24 Ekim, Uluslararası İklim Eylemi günü. Büyük bir gün. Benzetmek gibi olmasın, ama gezegenin geleceği için yürütülen 350 kampanyası bir virüs gibi yayıldı bütün dünyada. 181 ülkede 5,200’ün üzerinde aynı anda eylem yürütüldü! (Zaten dünyada da aşağı yukarı bu kadar ülke var!) Bilebildiğimiz kadarıyla, gezegenin, herhangi bir konuda şimdiye kadar gördüğü en büyük ve en yaygın siyasi eylemin bir parçası oluyoruz.

Gerçekten inanılmaz fotoğraflar yağıyor internetten. Yeni Zelanda’da gün doğarken başlayan ilk “resmî” eylemde yanardağa çıkan insanların günü coşkuyla karşılamasından, sabah Petrol-İş’in Boğaz’daki binasına asılan dev “İş, İklim, Adalet için 350” pankartına, Kız Kulesi önünde teknelerde dalgalandırılan pankartlardan, Ölü Deniz’in kıyılarında ortak eyleme girişen İsrailli-Filistinli-Ürdünlü aktivistlere, Çin’de 350 kilometrelik koşularını bugün sonuçlandıran 350 bisikletçiden, Everest’in tepesine 350 bayrağı diken Nepalli dağcılara, Moğolistan çöllerinde at koşturan aktivistlerden, Maldiv adalarında olağanüstü berraklıktaki denizin metrelerce altında sualtı lambalarıyla yazılmış zümrüt yeşili 350 yazısına kadar...

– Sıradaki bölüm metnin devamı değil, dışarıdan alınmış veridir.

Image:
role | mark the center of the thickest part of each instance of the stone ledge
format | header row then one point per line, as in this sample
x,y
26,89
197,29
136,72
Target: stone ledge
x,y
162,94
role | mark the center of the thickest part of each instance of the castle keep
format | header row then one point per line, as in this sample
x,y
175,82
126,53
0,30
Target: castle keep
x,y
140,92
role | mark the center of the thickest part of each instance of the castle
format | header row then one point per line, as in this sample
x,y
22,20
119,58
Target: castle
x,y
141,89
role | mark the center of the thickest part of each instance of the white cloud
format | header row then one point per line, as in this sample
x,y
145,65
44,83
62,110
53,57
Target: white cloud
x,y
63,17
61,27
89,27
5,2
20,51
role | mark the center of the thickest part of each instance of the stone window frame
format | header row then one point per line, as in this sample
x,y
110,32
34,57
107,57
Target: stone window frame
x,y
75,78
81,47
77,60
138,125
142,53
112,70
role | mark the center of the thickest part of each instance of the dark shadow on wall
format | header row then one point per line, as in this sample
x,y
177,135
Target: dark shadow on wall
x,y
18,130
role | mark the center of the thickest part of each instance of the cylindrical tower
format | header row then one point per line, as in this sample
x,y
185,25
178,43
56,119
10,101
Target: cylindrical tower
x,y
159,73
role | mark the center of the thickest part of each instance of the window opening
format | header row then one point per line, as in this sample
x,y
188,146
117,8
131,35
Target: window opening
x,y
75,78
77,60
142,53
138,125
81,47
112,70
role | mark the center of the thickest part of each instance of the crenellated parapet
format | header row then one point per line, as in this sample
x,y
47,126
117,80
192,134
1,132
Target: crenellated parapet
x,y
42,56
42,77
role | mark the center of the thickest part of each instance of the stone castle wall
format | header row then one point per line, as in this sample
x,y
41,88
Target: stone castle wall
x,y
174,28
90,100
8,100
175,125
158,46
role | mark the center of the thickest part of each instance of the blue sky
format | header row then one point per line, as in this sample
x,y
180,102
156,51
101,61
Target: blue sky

Gezegen tarihindeki en büyük siyasal eylemin, esrarengiz bir rakam ya da bilimsel bir veri üzerinde döndüğünü düşünmek, ilk bakışta şaşırtıcı geliyor insana. Bir çeşit hurufîlik gibi. Ama, öyle değil aslında. Bu, dünyamızdaki en önemli rakam. Kilit sayı. Atmosferi zehirli gazlarla doldurmanın üst sınırı bu işte: maksimum milyonda 350 parçacık. Daha fazlasını kaldırmıyor havamız. Oysa, şu anda 390 parçacığa ulaşmışız bile. Ama, işte, insanlar bunun önemini kavramaya başladı! 350 kampanyasının başında yer alanlardan Bill McKibben’ın söylediği gibi, gezegenin “bağışıklık sistemi” nihayet işlemeye başladı: Dünyada fark yaratmaya hazır bilinçli vatandaşlardan söz ediyoruz. İnsanlar, geleceklerinin, bilimin gereklerinin yapılmasına birebir bağlı olması gerektiğini anlamaya başlıyorlar artık. Seslerini yükseltiyor, siyasi liderlere “gerçek durumun gereğini yapın!” diye yüksek sesle çağrıda bulunuyorlar.

Dünyanın en büyük iklim bilimcilerinden biri olan Hansen de iklim değişikliği konusunda uygulamaya konan politikalarla, bilimin ortaya koyduğu sorunun vahameti arasında muazzam bir kopukluk, hatta bir uçurum olduğunu söylüyor. İşte sokaktaki sıradan insanlar da bu kopukluğun giderilmesi için gösteri yapıyor, pedal çeviriyor, dağlara tırmanıyor, derinlere dalıyor, sokaklarda yürüyor, marakas çalıyor, düdüklerini üfürüyor. Çocuklarımızın, torunlarımızın ve onların henüz doğmamış olan çocuklarının miras olarak devralacağı gezegen için duyulan büyük kaygıyı ve aciliyet duygusunu bizzat aktarmak için harekete geçiyorlar. Bir yanıyla da kişisel bir çağrı bu aslında!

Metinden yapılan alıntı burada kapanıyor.